Parents of the victims of a Los Angeles teacher — who now faces 23 felony charges related to sexual abuse of his students — are suing the district, CNN reports. The lawsuit was filed in the Los Angeles County Superior Court and is seeking compensation for the general shock and trauma along with compensatory damages and reimbursement of medical expenses such as physical exams and psychological counseling.
The plaintiffs also want the Los Angeles Unified School District to change the way it handles sexual assault allegations against its staff, and change what the suit calls the district’s “culture of science.”

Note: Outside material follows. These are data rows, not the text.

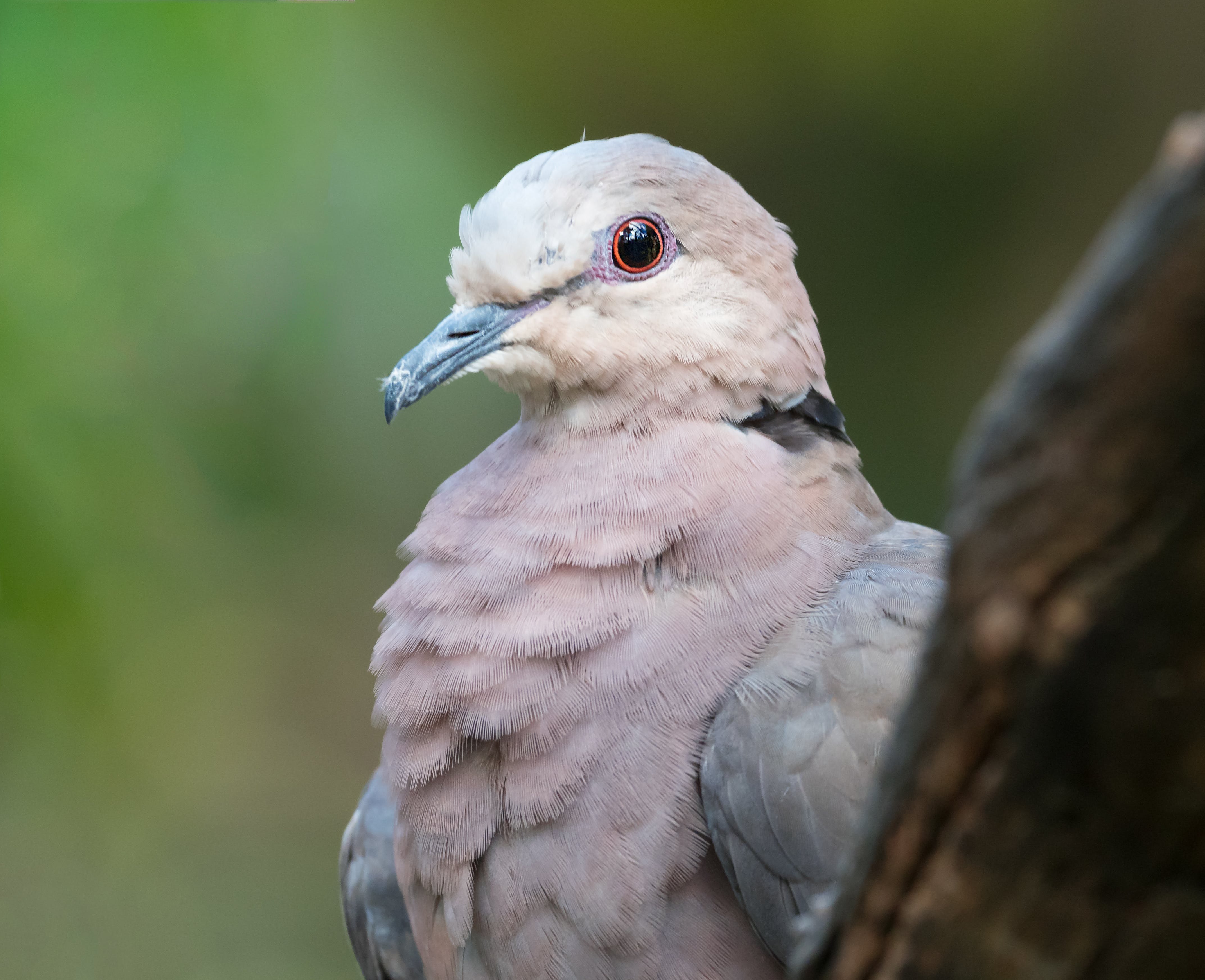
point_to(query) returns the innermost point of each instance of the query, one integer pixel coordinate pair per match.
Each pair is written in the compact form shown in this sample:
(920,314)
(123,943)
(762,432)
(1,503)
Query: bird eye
(638,245)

Children whose parents are filing the suit were the alleged victims of Mark Berndt, who was a teacher at Miramonte Elementary School and is awaiting trial for 23 counts of lewd acts on children. Berndt pleaded not guilty at his arraignment earlier this year, and is being held on a $23 million bond.
The 23 victims were between 7 and 10 years old, and all but two of them were girls, the Los Angeles County District Attorney’s Office said.
The 14 mothers’ lawsuit says Berndt took photographs of their children “with cookies in the mouths of plaintiff’s children, and/or blindfolded the children, and/or placed cockroaches on the bodies of plaintiff’s children, for the intent of arousing and gratifying the lust, passions and sexual desires of Mark Berndt.”
At the end of last year, Berndt, who is 61, was accused of spoonfeeding students his bodily fluids and taking bondage photos of the children in the classroom during school hours. Even then, the district couldn’t find a way to dismiss him from his job, instead paying Berndt $40,000 to voluntarily resign and drop the appeals against the decisions to fire him.
Later, district superintendent John Deasy and other officials said that the accusations so betrayed the public trust, that the LAUSD had no choice but to remove the entire staff at Miramonte Elementary. In all, 150 people were replaced.
This case highlighted that it has become impossible to remove a teacher even for gross affronts to public decency and widespread sexual abuse of his position — and the children under his care.
The publicity surrounding the case has led to calls to simplifying the process of teacher removal in the district. The city’s mayor, Antonio Villaraigosa, wrote a letter to the California Governor Jerry Brown in March that said that dismissal procedures employed in the LAUSD needed to be streamlined.